These are new muscles and it's uncomfortable for teams when the answer doesn't come from the boss or the direction doesn't come from the boss. And so long before you commit to different reporting lines, you can start not answering questions. And you can start asking them, what do you think that we should do?

Or who have you spoken with before you called me, right? Just these gentle pushbacks that begin building those muscles in your team to prepare them for the possibility that whether you want to just stick with these changes or one day move into a full matrix, that way it's not as much of a cannonball.

Into the matrix model, but a little bit of a, sort of a, a graduated step. 

[00:13:56] Dave Travers: What I love about this is that it's bold and what is really a trap when people are thinking about changing how teams work is by taking two tentative a half measure and it's so easy three weeks later after some, you know, tentative change was announced that everybody's reverted to the prior thing.

And so doing something really clear and really different will drive, you know, real results and start to flex different muscles that people didn't know they had or didn't know they needed. 

[00:14:27] Steve O'Brien: If you've heard the story of, uh, you know, burn the boats or something like 

[00:14:31] Dave Travers: Cortez. Yes, absolutely. 

[00:14:33] Steve O'Brien: If you need commitment, burn the exit plan, right?

[00:14:36] Dave Travers: Yes, exactly. Exactly. Okay. So the thing that I think that it raises that's really interesting, obviously you've risen throughout your career to where you're now this leader of 25 people. At an organization at Syneos, where you have tens of thousands of employees making thousands of hires a year. And you've risen from that individual contributor talking directly to the, not just the person, but their spouse about the impact you've had on their lives to now running this big organization.

And so talk to me about for one of those 25 people or somebody else listening to this, how do you think about making that transition now? How would you advise someone given that you've lived through it and now you're coaching people through it? How do you make that leap to be a leader? 

[00:15:19] Steve O'Brien: When I'm coaching leaders, I am encouraging them to develop their own point of view on these topics.

I am more than willing to share with them my experiences and convictions, but it is essential as they take that step that they're not operating off of the points of view of somebody else, but beginning to take ownership. So the first is if you haven't first, you must, and then develop exactly how you do prioritize the development of others.

Your question professionally needs to pivot. And for many, it's natural away from how do I demonstrate how good I am to how do I make others better? And what I then become obsessed with as a definition of how good I am is how good I am at making other people good. And so you, you, you sort of like de center yourself, right?

And then the second is a strategy for balancing the, what I think of as permanently in conflict leadership priorities. And, and I say that so that. I cut off at the pass any intuition that there's some game that makes them all the same. I don't think they're all the same. I think they're legit in conflict.

And those three things are, I believe as a leader, you have a responsibility to the individual that you're leading. Uh, you have a responsibility to the environment, and that's a combination of culture. Board structure, team dynamic, right? And then you have a responsibility to the finances. Most of the time, we're not playing with our own money.

We're playing with someone else's. And it's been given to us with trust and expectation. We're going to do a specific thing excellently with that money. And so we've got to balance these three priorities because sometimes they're intention, right? And so those are the, those are the two things that I really encourage leaders to develop crisp points of view on.

How do you become a builder of others? And then what is your perspective in navigating permanent tensions that you're going to have to figure out how to navigate as a leader between these three priorities? 

[00:17:12] Dave Travers: I think the last point is so interesting because I think so often finance and how do I deserve the financial resources to enact my strategy or continue my operations as seen as this like extra burden that is separate from the core mission.

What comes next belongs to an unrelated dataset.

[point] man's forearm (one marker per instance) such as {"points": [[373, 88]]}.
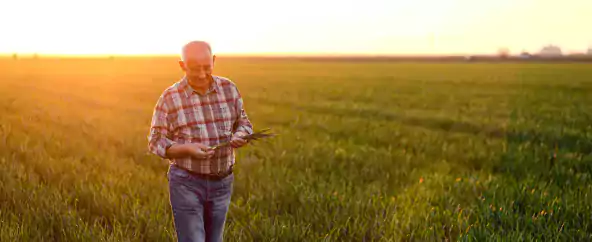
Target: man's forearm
{"points": [[177, 151]]}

Yeah. And in fact, it's like the oxygen that powers the entire, uh, living being of your organization. And so no matter whether you're the CEO or whether you're the talent acquisition leader, or you're an individual contributor, there's an investment that you require, and it's always your job to make sure your finance person, CEO, whoever it is, you can explain to them.

In crisp detail, in a crisp summary, here's the three or five steps to think about the money you're putting into me, or my machine, and the return you're getting out of it. And that is so powerful for people to think about. One of 

[00:18:09] Steve O'Brien: My experience working with talent acquisition leaders, one of the most consistent areas of opportunity is exactly as you're, you're describing, embracing the privilege and the amazing opportunity is to advocate for and defend what that money's doing.

And then the very deep relationship between that privilege and vision. So it needs to be something before you start, in my opinion, talking about mechanics of ROI and dollars, where are we headed, right? What are we going to set off to accomplish together? And then let me break down for you how we invest to do that.

And what the measures are going to be that tell us that we're doing it well, right? And so it's this dance between casting the vision and then leaning into the huge opportunity to say, whatever the size of the org, I more for effect, say, I want 30 million, right? What are you going to do with it? Tell me about what this is going to produce.

That's exciting, right? Uh, and hopefully it's aligned with the strategy of the company and, and a really incredible delivery of what strong talent acquisition leadership can deliver for an organization where talent matters. 

[00:19:10] Dave Travers: Yeah. So powerful. So how do you, how do you think about like making that winning pitch?

Cause I think so often as somebody who's coming up as a recruiter, they can pitch a job, they can pitch a candidate, but pitching all of a sudden ROI cases of return on investment case is not as intuitive. The first time you're putting yourself out there saying, I think this is something we should invest in.

How do you even begin that? 

[00:19:34] Steve O'Brien: If you've already done this as a TL leader, great. Right. But play along if you don't mind. Let, let go of the customer service. How many pickles do you want? Image that sometimes we can pick up in, in talent acquisition, right? Like, yes, we are in a service function. Yes, we are measurable and we produce a describable good filled requisitions at a certain time interval, right?

That said, uh, we are not in the food services business. And I know that we all know that what I'd encourage is that we are in a form of customer service that must embrace creative tension. An exploration of different ways to accomplish the business's goals when it comes to talent. Right. And so sort of step one is when you come to the conversation about defending an ROI or casting a vision, if it doesn't have a small degree of tension in it or a little bit of you in there, right?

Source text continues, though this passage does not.